"Dream, Dream, Dream! Conduct these dreams into thoughts, and then transform them into action."
- Dr. A. P. J. Abdul Kalam
7 May 2017
NASA scientists have come up with an inflatable greenhouse where astronauts can grow fresh food as well as produce oxygen.
Astronauts have successfully grown plants and vegetables aboard the International Space Station (ISS), but NASA has gone a step further and designed an inflatable, deployable greenhouse to support plant and crop production for nutrition, air revitalisation, water recycling and waste recycling, which will help pioneers working in deep space.
As plants use up carbon dioxide to provide food and oxygen, Ray Wheeler, lead scientist at the Kennedy Space Centre in Florida felt that the carbon dioxide exhaled by the astronauts can be introduced into the greenhouse, and the plants there can use it to generate oxygen through photosynthesis.
As far as the water cycle is concerned, water that is found at the lunar or Martian landing site is oxygenated, given nutrient salts, and it continuously flows across the root zone of the plants and returned to the storage system.
Tests are also being conducted at the Prototype Lunar Greenhouse at the University of Arizona in the US to determine what plants, seeds or other materials should be taken along to make the system work on the Moon or Mars.
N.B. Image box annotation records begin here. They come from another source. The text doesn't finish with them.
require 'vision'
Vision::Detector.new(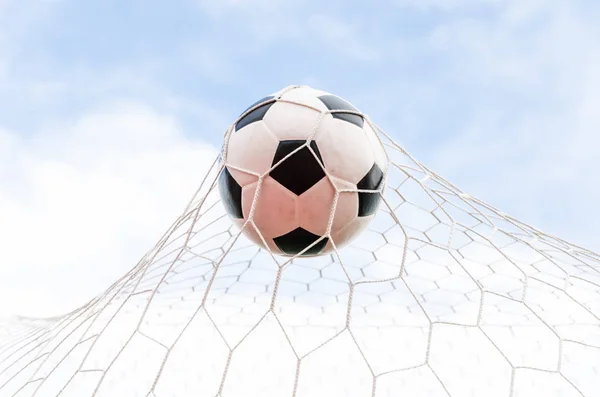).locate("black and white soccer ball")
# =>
[219,86,388,256]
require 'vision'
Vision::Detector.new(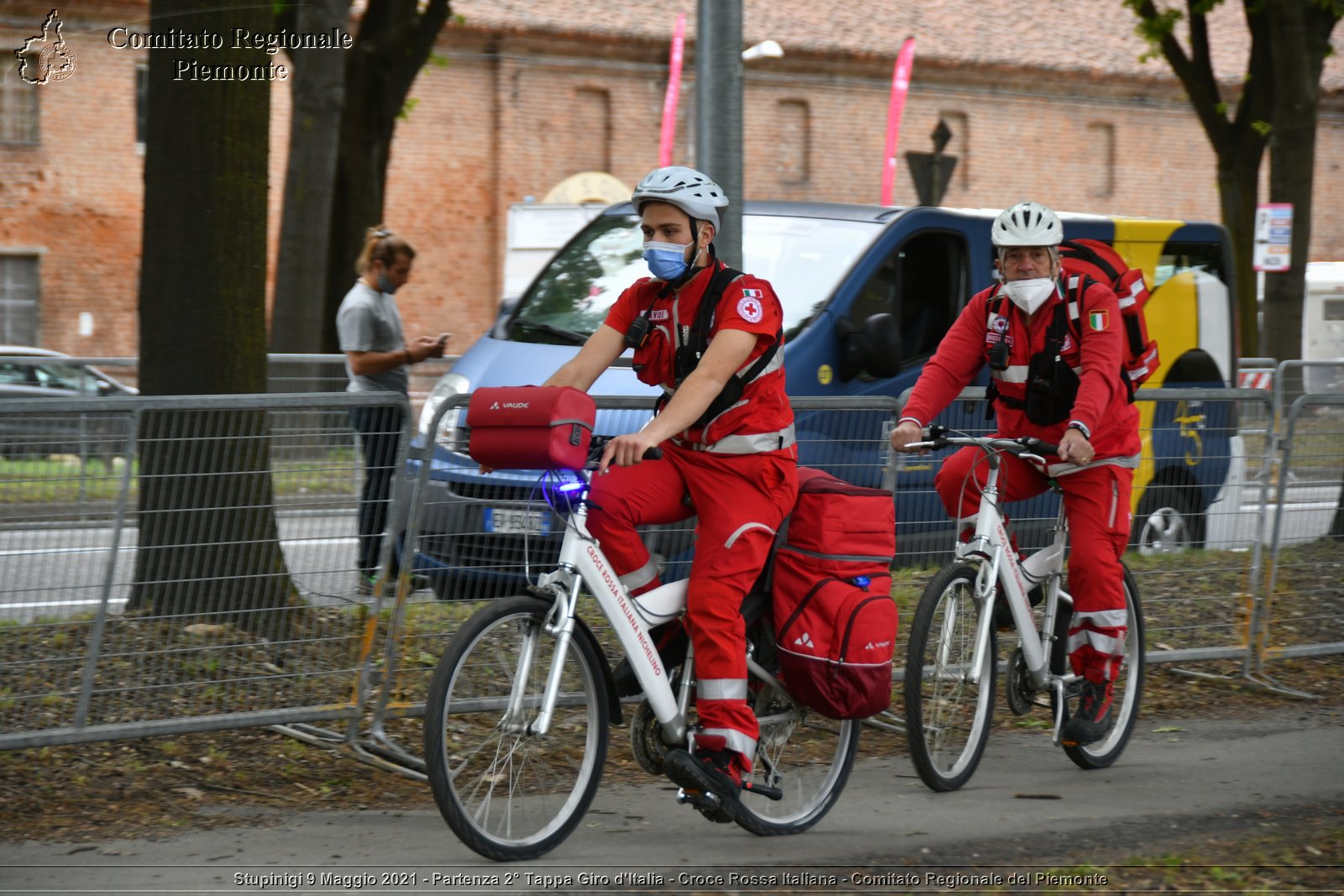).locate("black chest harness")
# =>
[625,267,784,428]
[985,284,1087,426]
It is very important to learn what to take and what to gather for living on distant locations.
Sadler Machine Company, one of the project partners is developing the prototypes which are cylindrical, 18 feet long and more than 8 feet in diameter. The greenhouse units would likely be buried under surface soil or regolith in order to protect it from radiation in space. Therefore, according to NASA, it will require specialised lighting.